A generalized Fellegi-Holt paradigm for automatic error localization 3. Edit operationsA generalized Fellegi-Holt paradigm for automatic error localization 3. Edit operations

Continuing with the notation from Section 2, I define an edit operation $g$ to be an affine function of the general form

$g (x) = T x + S α + c, (3.1)$

where $T$ and $S$ are known coefficient matrices of dimensions $p \times p$ and $p \times m,$ respectively, $α = (α_{1}, \dots, α_{m})'$ is a vector of free parameters that may occur in $g,$ and $c$ is a $p -$ vector of known constants. In the special case that $g$ does not involve any free parameters $(m = 0),$ the second term in (3.1) vanishes. Sometimes, it may be useful to impose one or several linear constraints on the free parameters in $g :$

$R α + d ⊙ 0, (3.2)$

with $R$ a known matrix, and $d$ a known vector of constants. (Note: Matrix-vector notation will be used throughout this article because it leads to a concise description of results; however, using matrices to represent edits and edit operations is probably not the most efficient way to implement these results on a computer.)

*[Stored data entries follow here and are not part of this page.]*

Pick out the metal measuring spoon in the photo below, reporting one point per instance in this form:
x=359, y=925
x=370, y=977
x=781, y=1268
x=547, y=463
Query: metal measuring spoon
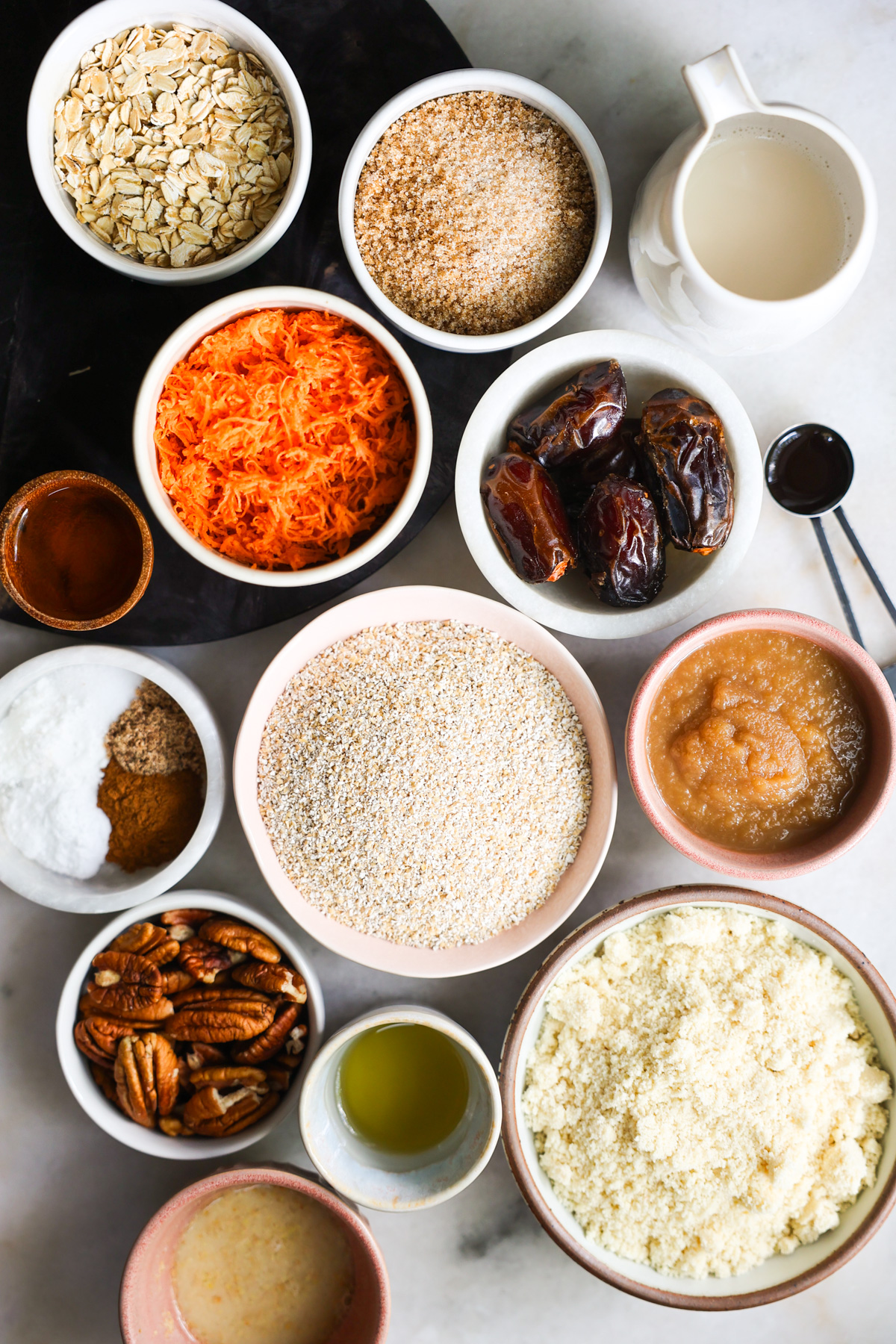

As a first example, consider the operation that replaces one of the original values in $x$ by an arbitrary new value (imputation). I will call this an FH operation, in view of its central role in automatic editing based on the Fellegi-Holt paradigm. Let $I$ denote the $p \times p$ identity matrix and $e_{i}$ the $i^{th}$ standard basis vector in $ℝ^{p} .$ The FH operation that imputes the variable $x_{j}$ is given by (3.1) with $T = I - e_{j} {e^{'}}_{j},$ $S = e_{j},$ and $c = 0 .$ This yields: $g (x) = x + e_{j} (α - x_{j}) = (x_{1}, \dots, x_{j - 1}, α, x_{j + 1}, \dots, x_{p})',$ with $α \in ℝ$ a free parameter that represents the imputed value. It should be noted that for a record of $p$ variables, $p$ distinct FH operations can be defined.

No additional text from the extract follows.